High Transmission Power : BPSK or QPSK?

Question

In BPSK, the constellation consists of 2 points (equiprobable) spaced at distance of $\sqrt{E_b}$ each from the origin.

So the average power from the constellation can be obtained by:

• For BPSK, $P = \frac{E_b+E_b}{2} = E_b.$

• For QPSK, 4 points which are equiprobable are spaced at distance of $\sqrt{2E_b}$ from origin each, that is they are placed on vertices of a square of side $2\sqrt{E_b}$. So, for QPSK, $P = \frac{2\cdot4\cdot E_b}{4}=2E_b.$

So, does this mean that the power required for QPSK is more than BPSK when the probability of error is same for both?

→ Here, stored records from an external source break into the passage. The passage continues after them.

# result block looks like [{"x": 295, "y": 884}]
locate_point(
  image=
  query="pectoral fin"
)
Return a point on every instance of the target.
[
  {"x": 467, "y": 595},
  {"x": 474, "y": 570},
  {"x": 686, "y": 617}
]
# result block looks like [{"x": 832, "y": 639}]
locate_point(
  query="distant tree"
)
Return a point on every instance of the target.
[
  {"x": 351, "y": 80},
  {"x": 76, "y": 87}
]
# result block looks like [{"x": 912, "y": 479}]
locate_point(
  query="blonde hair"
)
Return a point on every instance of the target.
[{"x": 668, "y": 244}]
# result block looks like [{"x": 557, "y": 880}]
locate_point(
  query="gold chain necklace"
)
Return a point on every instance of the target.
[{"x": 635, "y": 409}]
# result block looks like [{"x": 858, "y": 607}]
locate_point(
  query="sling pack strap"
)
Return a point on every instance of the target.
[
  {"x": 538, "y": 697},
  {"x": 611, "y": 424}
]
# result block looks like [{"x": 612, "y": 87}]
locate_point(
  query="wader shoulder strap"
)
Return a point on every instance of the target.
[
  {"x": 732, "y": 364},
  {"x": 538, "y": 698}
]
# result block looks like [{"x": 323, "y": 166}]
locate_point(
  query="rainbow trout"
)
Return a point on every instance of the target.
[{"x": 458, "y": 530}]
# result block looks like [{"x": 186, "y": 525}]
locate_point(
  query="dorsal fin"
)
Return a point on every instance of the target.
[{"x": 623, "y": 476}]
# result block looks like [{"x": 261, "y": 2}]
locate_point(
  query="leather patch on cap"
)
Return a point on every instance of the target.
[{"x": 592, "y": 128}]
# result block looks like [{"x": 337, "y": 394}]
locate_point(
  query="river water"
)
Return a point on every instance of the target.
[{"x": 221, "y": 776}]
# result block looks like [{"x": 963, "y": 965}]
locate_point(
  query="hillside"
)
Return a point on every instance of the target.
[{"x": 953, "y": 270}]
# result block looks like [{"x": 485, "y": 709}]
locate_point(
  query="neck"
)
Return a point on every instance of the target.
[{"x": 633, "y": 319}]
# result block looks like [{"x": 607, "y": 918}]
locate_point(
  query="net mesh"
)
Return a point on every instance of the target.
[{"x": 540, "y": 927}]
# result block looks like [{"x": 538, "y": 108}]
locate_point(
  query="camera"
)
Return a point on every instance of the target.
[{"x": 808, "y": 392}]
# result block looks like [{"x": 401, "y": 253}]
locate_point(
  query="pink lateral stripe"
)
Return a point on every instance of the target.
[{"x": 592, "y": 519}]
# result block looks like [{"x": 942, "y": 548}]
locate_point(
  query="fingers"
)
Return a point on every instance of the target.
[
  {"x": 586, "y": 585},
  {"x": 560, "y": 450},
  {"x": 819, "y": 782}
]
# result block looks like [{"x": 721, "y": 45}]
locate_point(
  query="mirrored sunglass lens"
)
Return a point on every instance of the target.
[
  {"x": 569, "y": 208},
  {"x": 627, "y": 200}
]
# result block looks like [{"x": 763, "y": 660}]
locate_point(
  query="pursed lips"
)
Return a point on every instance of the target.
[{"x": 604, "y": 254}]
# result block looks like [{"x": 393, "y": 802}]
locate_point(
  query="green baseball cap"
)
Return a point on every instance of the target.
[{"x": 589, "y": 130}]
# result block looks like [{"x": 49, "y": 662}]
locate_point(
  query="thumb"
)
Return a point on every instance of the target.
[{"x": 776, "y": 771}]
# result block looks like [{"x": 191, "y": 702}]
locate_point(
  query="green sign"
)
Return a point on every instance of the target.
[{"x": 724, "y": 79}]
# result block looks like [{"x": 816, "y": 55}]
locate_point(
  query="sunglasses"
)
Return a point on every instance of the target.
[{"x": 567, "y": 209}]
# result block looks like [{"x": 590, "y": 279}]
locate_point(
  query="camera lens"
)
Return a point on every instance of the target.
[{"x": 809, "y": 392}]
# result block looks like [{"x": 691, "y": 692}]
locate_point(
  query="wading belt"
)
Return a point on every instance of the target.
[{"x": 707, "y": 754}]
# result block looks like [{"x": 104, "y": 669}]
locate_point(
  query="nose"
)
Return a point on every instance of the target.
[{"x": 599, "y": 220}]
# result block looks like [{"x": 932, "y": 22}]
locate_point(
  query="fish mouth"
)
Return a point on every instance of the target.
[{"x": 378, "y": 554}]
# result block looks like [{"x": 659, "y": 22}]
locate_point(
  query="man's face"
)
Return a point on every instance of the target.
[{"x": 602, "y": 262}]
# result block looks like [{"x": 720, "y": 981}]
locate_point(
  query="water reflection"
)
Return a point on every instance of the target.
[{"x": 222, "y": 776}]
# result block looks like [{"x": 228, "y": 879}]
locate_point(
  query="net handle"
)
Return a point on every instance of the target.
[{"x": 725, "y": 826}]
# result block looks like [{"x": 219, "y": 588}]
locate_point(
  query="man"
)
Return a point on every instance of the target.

Note: $E_b$ is the energy per bit and $P$ is the power which is assumed as proportional to the distance of the signal point from origin in the constellation.

Answer 1

Since for QPSK each symbol carries two bits, it is not surprising that the average energy per symbol must be greater for QPSK than for BPSK to achieve the same error probability. What counts is the energy per bit that is necessary to achieve a certain error probability, and this energy per bit is the same for BPSK and QPSK.

Answer 2

That's right. When we compare BPSK and QPSK at equal energy per bit, we find that QPSK requires twice the power of BPSK. From wikipedia:

Although QPSK can be viewed as a quaternary modulation, it is easier to see it as two independently modulated quadrature carriers. With this interpretation, the even (or odd) bits are used to modulate the in-phase component of the carrier, while the odd (or even) bits are used to modulate the quadrature-phase component of the carrier. BPSK is used on both carriers and they can be independently demodulated.

As a result, the probability of bit-error for QPSK is the same as for BPSK:

$P_b = Q\left(\sqrt{\frac{2E_b}{N_0}}\right).$

However, in order to achieve the same bit-error probability as BPSK, QPSK uses twice the power (since two bits are transmitted simultaneously).